Two United States House members on Wednesday filed official articles of impeachment against Donald Trump, setting what is believed to be a new record for the earliest point in a presidential term at which impeachment articles have been filed. The articles cite “obstruction of justice” as the charge against Trump, which, if the impeachment articles are approved by the House, could, in theory, lead to Trump’s removal from office, pending a vote in the Senate.
Brad Sherman, 62, an 11-term Democratic House member from Southern California, and 69-year-old Al Green — a Texas Democrat in his seventh House term — filed the articles Wednesday morning. Sherman issued a statement saying that he expects Republicans to eventually sign on to the impeachment effort against Trump as new evidence emerges.
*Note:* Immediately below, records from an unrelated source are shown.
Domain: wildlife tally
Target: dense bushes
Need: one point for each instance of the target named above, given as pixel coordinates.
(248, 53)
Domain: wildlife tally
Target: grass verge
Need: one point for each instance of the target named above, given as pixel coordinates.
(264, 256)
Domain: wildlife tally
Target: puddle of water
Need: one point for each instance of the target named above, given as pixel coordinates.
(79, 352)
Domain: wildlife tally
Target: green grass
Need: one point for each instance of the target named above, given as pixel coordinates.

“Filing Articles of Impeachment is the first step on a very long road,” Sherman said. “But if the impulsive incompetency continues, then eventually — many, many months from now — Republicans will join the impeachment effort.”
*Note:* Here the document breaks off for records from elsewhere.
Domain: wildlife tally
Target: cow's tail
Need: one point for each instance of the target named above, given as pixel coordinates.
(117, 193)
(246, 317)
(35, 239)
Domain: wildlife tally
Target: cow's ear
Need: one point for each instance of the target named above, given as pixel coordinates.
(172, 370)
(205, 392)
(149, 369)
Green had earlier announced his intent to start impeachment proceedings against Trump, but he has now signed on to Sherman’s push which began when the California representative circulated a draft of the articles on June 12, one month ago. That draft can be read at this link.
According to Sherman’s statement, Trump’s firing on May 9 of Federal Bureau of Investigation Director James Comey, and the conversations prior to the firing in which Trump apparently pressured Comey to cease the FBI’s investigation of Trump’s former national security adviser, Michael Flynn, are hard evidence that supports an obstruction of justice charge.
For a president, or any officer of the federal government, to be removed by impeachment, the House must approve the articles of impeachment by a simple majority vote. The articles then go to the Senate, which holds a trial. But before making it to the House floor, articles of impeachment must first be approved by the House Committee on the Judiciary, a committee that Republicans currently hold a majority in.
To convict a president requires a two-thirds vote of all participating senators. In other words, if all 100 senators take part in the vote, 67 must vote in favor of conviction, with a separate vote taken for each article of impeachment filed. If convicted, the president would then be removed from office.
But even passing the articles of impeachment through the House by a simple majority will likely be impossible with Republicans holding 249 House seats to 194 held by Democrats.